Hello everybody. I am 40 today. I am sitting here wondering if I have anything smart-assed to say on this topic. Of course, usually I have something smart-assed to say about everything. It’s how I get through the day. It’s how I get through conversations. It’s how I get through dessert. I have, since age 12 at least, tried to think of something funny to say whenever I’m talking to somebody. Why? Because I do not want you to walk away from me. I value your company whoever you are. Yes, you. Whoever you are–whenever you walk away from me it feels mighty bad. Maybe we just met at a party. “Wait!” I wonder. “Where are you going? We just met and already I’m suffering from separation anxiety. I can’t bear it if you leave. If you do, I hate you forever. You’re horrible. Go then. Leave me! Oh! The pain!”

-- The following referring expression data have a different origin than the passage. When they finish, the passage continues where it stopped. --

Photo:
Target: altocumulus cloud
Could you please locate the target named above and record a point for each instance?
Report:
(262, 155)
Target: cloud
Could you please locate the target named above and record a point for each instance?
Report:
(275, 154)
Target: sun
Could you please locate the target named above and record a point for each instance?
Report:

Of course as I get older, I realize sometimes I don’t have to be funny all the time. Sometimes people like you for other reasons. They want you to say how much you liked their movie about the Vietnam War. “Really, Oliver Stone, I told you I liked it. Please, don’t be so insecure!” Other times people just want you to loan them money. As in Oklahoma, where I grew up. That happens a lot there.

I’ve noticed that as we get older, we get more unique. Fewer people get us. Despite the fact that we have more friends and more memories to share, our roads sometimes seem at the same time more lonely. We all deal with defeat and death and rejection, but we handle it differently and we know it differently. Our values might have started the same, but then they change, transmogrify into kaleidoscopic differentiation and never look the same again. I’ve contended with death and loss in my life, but I’ve handled it differently than my friends, and sometimes that can be a more insurmountable wall of communication than if we’d never suffered loss at all. My road is different than yours. You can hug me but not understand. I can hug you but not understand. We love each other anyway.

I now have a single desire, which is to make as much film, literature and music as I possibly can until I drop dead. I don’t say that blithely. I say that as if it could happen tomorrow. Because sometimes it does. The weird thing about turning 40 is that a lot of your idealism goes away, but you also see things with more clarity and perhaps optimism about what you can actually do. I feel that as long as I keep making breakthroughs and learning and keeping my mind open to the vicissitudes of life by applying my mind to the new tasks at hand, I’ll be young. I have a lot of goals, and I haven’t let one of them go. And for that reason, too, I still feel young. Also, I still feel the compulsive need to be funny. And so that makes me feel young, too, because it hasn’t changed.

It takes some of us longer to figure life out. I’m neither faster or slower at that than most other people. Maybe when I have figured everything out, there will be some prize at the end. Maybe it will be something with sound and fury, like at the end of Highlander 2: The Quickening. Or maybe it will be deathly silent and empty. I promise myself that whatever it is, I won’t be bitter if it’s different from what I expected. It’s just time. Every moment I’m awake I can change it.

Happy 40th birthday to myself and love to everybody else.